Not all products are subject to competitive bidding in the same area.  If you are located in a city where the program is in effect, you will need to obtain some or all of the following items from a contracted supplier:

  • Oxygen, oxygen equipment, and supplies
  • Standard power wheelchairs, scooters, and related accessories
  • Enteral nutrition, equipment, and supplies
  • Continuous Positive Airway Pressure (CPAP) devices and Respiratory Assist Devices (RADs), and related supplies and accessories
  • Hospital beds and related accessories
  • Walkers and related accessories
  • Support surfaces (Group 1 and Group 2 mattresses and overlays)
  • Manual Wheelchairs and accessories
  • Mail-order and local home delivery of diabetic supplies
  • Nebulizers
  • TENS Units and supplies
  • Patient Lifts
  • Commodes
  • Seat Lift Chairs
  • Negative Pressure Wound Therapy Devices and related supplies and accessories
  • Medicare has also proposed expanding the program to ventilators, back braces and knee braces. Your supplier can confirm if any of these items are subject to competitive bidding restrictions when the program resumes.

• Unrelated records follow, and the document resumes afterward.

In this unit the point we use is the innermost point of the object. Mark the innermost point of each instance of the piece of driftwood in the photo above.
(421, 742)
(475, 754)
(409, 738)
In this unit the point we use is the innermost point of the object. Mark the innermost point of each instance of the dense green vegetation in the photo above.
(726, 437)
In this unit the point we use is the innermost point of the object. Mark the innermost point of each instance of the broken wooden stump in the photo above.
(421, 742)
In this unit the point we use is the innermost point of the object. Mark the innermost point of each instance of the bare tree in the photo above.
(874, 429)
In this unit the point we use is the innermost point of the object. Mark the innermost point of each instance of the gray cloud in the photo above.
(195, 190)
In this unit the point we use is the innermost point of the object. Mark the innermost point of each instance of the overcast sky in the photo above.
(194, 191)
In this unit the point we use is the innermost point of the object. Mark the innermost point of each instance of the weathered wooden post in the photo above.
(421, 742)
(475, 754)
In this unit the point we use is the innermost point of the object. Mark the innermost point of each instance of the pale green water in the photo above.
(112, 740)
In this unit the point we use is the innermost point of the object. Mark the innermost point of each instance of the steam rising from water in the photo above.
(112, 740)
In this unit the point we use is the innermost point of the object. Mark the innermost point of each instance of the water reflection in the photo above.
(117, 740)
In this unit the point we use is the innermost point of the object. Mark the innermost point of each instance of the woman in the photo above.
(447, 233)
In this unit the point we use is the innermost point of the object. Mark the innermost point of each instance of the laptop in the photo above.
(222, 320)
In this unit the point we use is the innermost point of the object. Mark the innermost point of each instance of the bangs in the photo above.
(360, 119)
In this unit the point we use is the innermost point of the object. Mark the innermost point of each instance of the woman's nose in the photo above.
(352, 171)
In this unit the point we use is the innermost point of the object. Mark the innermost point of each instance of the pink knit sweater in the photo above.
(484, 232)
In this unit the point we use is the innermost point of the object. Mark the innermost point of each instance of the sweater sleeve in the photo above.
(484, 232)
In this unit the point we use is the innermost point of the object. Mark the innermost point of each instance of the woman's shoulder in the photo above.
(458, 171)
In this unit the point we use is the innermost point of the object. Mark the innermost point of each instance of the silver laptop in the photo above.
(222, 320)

Competitive Bidding areas are designated based on the zip code of your permanent residence on file with Social Security. To find out if your zip code is affected by Competitive Bidding, call 1-800-MEDICARE (1-800-4227). You may also visit Medicare.gov and lookup suppliers in your area by zip code (a notice will appear if your area is subject to Competitive Bidding). If medical equipment is marked with a yellow/orange star, it will need to be provided by a contracted supplier (also marked with an orange star).  Throughout this guide, products that are potentially impacted by the competitive bidding program will be designated with a double asterisk **.  Your supplier can assist you with answering your questions about competitive bidding and can address whether or not they have been contracted to provide the services you need if subject to competitive bid.